Interludes of fantasy broke the inertia. Canadian-born Ambera Wellmann’s paintings represented the psychic aftermath of human and nonhuman bodies colliding. Brazilian artist Jonathas de Andrade’s 2006 video O Peixe (The Fish) showed fisherman from Piaçabuçu and Coruripe in Northeast Brazil caressing large, dying fish in their muscled, bronzed arms. New York–based Thai artist Korakrit Arunanondchai’s hallucinatory video conflated Donald Trump’s election, the death of the King of Thailand, and moments with Korakrit’s grandmother, who has dementia. (“A decaying body can sometimes be turned into poetry,” said the video’s narrator, in hushed tones.) New Yorker Glenn Ligon’s installation at a former British-owned mansion on Büyükada Island, a 40-minute ferry ride south from the Painting and Sculpture Museum into the Marmara Sea, was a chance to see Turkish filmmaker Sedat Pakay’s rare 1970 documentary short about the late writer James Baldwin’s time in Istanbul. It included a shot of the ferry for Büyükada departing the mainland, now nostalgic: the shoreline in the film is visibly free of today’s bumptious commercial development.

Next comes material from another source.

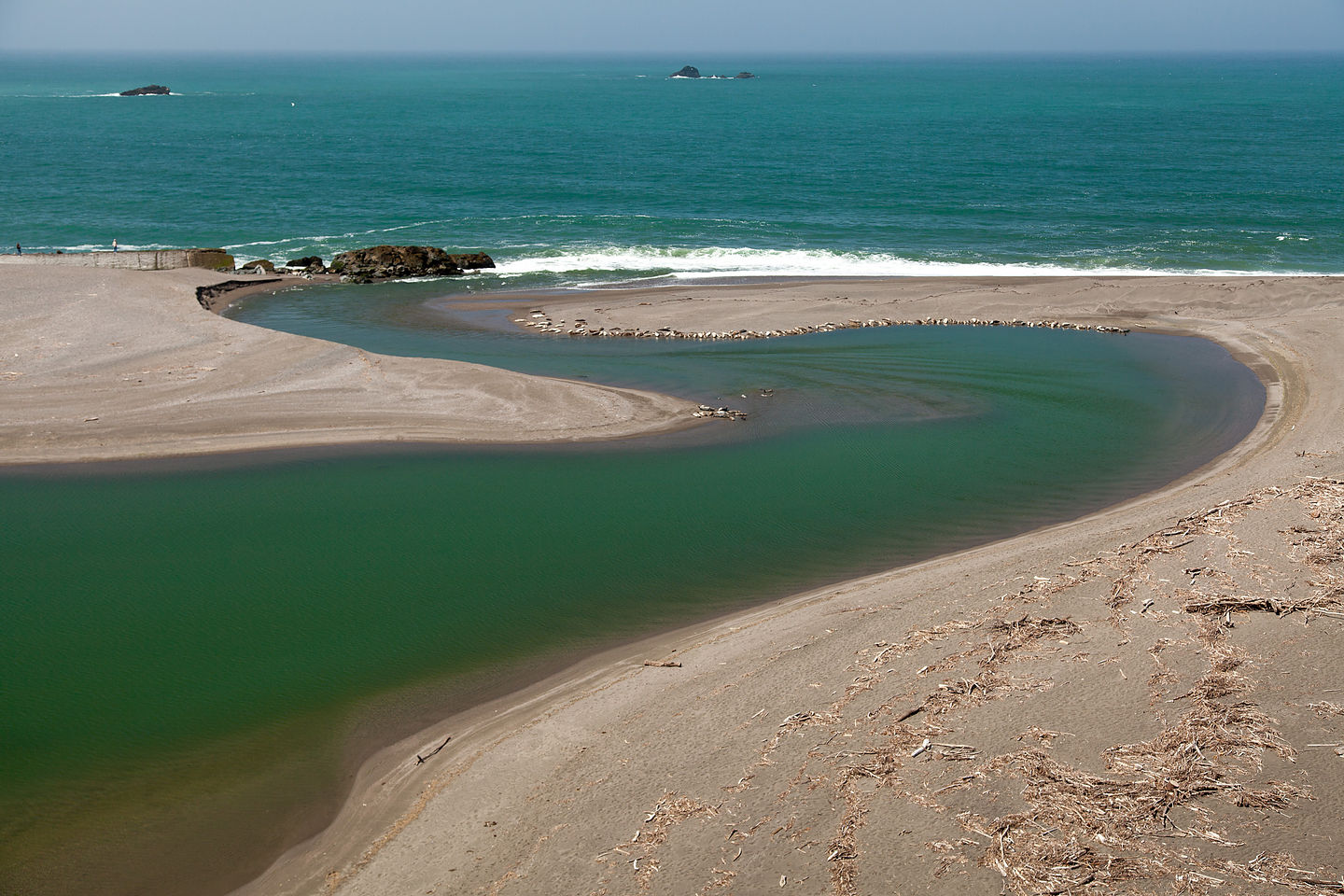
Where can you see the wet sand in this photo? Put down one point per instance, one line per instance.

Rebecca Belmore, who is a member of Lac Seul First Nation and currently based in Toronto, exhibited Body of Water (2019), an inconspicuous sculpture made from a canoe draped in a cast-aluminum tarp. An opening-weekend talk for the launch of a book on her performance works took place at Gallery Evliyagil Dolapdere, across the street the first museum to host a permanent collection of contemporary Turkish art: Arter, an imposing space designed by London’s Grimshaw Architects and supported by Koç Holdings, whose cultural philanthropy also supports the Biennial, and whose investments include fossil fuels, the automotive industry, and the Turkish military.

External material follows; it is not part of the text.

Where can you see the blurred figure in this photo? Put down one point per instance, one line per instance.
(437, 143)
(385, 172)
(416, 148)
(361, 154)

Belmore was in a relaxed, frank mood. The inspiration for her sculpture was, she related, a tarp-draped canoe she saw in Vancouver last winter, a form that, for her, came to resemble “a marine mammal.” She addressed the increasing inclusion of Indigenous artists in exhibitions in Canada and internationally. “Finally we can be involved in this,” she said, referring to the international artworld in general and specifically to 2017’s Documenta 14, to which she contributed a significant sculpture, and which was co-curated by Candice Hopkins, from Carcross/Tagish First Nation. Belmore went on to speak of the importance of access to clean drinking water for Indigenous communities, and then of her performance works: “I prefer to work outside the institution in performance mode,” she said. “I think it’s safer outside.”
“This is where we live,” Belmore added, referring again to the artworld, whose residents were certainly present at her launch. “This is our house,” she said. “But at the same time, there’s a whole world outside the house that’s really charged. It’s really interesting, too.”